Diphenylhexatriene (DPH), a linear hydrophobic membrane fluorescence probe, fits into the membrane hydrophobic core and, to lesser extent, into membrane-water interface. Its rotation in membrane reflects the average membrane "viscosity". After excitation by polarized light, one can calculate fluorescence anisotropy which is very sensitive to the changes of membrane viscosity. Fig. 7A shows the phase transition of synthetic lipid DPPC that has a sharp phase transition about 41.5°C. Bacteria are able to fluidize their membranes at lower cultivation temperature by changing their membrane lipid composition to avoid membrane gelling. Fluorescence anisotropy of bacterial lipids measured in a wide temperature interval allows quantitation of such adaptation for cold (Fig. 7B). Upper curve (Tc40°C, bacteria cultivated at 40°C) shows higher anisotropy (=higher viscosity) while lower one (Tc°20, the same bacteria cultivated at 20°C) shows more fluid lipids due to cold adaptation. If there is no adaptation, both dependences should coincide.

There are two populations of DPH in the membranes, a major one residing in the membrane hydrophobic core (90%) and a second one (10%) at the membrane -lipid interface. These populations can be detected by FRET, resonance energy transfer between DPH as a donor and FITC-BSA as acceptor molecule. FRET shortens the lifetime Tau of the donor. The inner population is less accessible for the membrane-impermeable FITC-BSA. Fig. 8A shows lower efficiency of FRET between BSA-FITC and inner DPH (lower dependence, black circles) and "outer" DPH (open circles) populations. Tau-zero and tau denote lifetimes in absence and presence of the donor, respectively. Fig. 8B shows the average position of the two DPH populations together with the FITC-labelled BSA.

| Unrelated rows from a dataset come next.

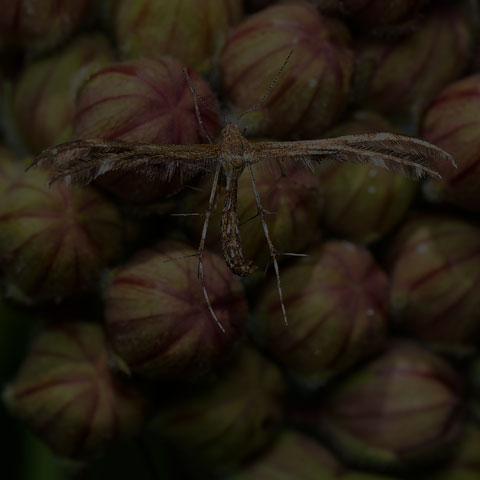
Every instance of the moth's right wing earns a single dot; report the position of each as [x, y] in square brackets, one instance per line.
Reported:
[411, 156]
[81, 161]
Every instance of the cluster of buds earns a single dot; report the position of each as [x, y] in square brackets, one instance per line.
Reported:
[413, 68]
[402, 408]
[223, 424]
[40, 24]
[43, 100]
[336, 300]
[225, 385]
[304, 103]
[190, 31]
[66, 392]
[158, 319]
[435, 266]
[148, 101]
[451, 122]
[363, 202]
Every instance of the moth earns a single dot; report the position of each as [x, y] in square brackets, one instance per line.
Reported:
[82, 161]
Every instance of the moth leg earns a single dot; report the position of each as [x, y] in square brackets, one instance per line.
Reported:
[273, 251]
[256, 215]
[201, 247]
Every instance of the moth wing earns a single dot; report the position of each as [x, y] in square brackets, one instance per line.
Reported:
[82, 161]
[399, 153]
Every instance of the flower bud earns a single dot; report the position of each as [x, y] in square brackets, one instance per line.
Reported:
[381, 13]
[44, 95]
[282, 191]
[311, 92]
[435, 269]
[336, 302]
[296, 453]
[68, 396]
[39, 24]
[225, 423]
[402, 408]
[158, 319]
[464, 464]
[413, 68]
[54, 242]
[145, 101]
[363, 202]
[190, 31]
[452, 123]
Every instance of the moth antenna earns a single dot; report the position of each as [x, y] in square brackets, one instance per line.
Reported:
[271, 247]
[270, 88]
[201, 247]
[195, 95]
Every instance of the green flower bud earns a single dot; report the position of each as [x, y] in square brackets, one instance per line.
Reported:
[435, 269]
[402, 76]
[40, 24]
[158, 319]
[11, 169]
[363, 202]
[66, 393]
[44, 95]
[465, 463]
[293, 456]
[190, 30]
[401, 409]
[146, 101]
[223, 424]
[311, 92]
[452, 123]
[54, 242]
[336, 302]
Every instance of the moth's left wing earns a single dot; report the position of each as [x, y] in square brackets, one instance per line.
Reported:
[81, 161]
[399, 153]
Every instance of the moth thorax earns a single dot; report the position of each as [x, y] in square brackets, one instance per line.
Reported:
[235, 148]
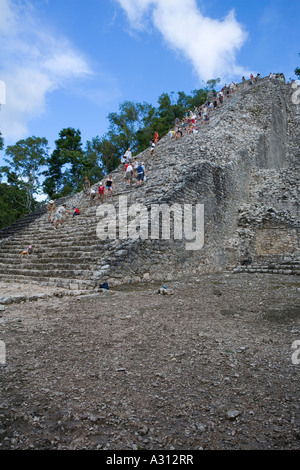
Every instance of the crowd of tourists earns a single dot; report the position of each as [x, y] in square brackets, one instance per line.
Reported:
[134, 169]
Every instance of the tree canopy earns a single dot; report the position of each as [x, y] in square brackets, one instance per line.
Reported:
[30, 169]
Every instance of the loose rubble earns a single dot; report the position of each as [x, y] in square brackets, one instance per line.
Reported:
[209, 367]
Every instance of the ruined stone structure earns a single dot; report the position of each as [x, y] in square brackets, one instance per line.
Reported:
[243, 168]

Tryptophan as an "intrinsic fluorescence probe" of the proteins has an emission spectrum that is sensible to its environment. This sensitivity can be used for studying the conformation changes of the protein: a shift of the emission maximum to the left means the more hydrophobic milieu of the tryptophan. Fig. 9 shows viral protein that undergoes conformation change at lower pH making more hydrophobic environment for Trp (Black and Red). After addition of the lipids, the protein at low pH binds into the membrane which shifts the spectrum further to the left and indicates that Trp resides in even more hydrophobic environment (Blue).

Many bacterial toxins interact with biological membranes and form transmembrane pores. Individual toxin molecules could be characterized by recording of electrical current fluctuations coming from ion passage through the channel. The pore dimensions, dynamics, mechanism of gating or ion selectivity could be deduced from these measurements.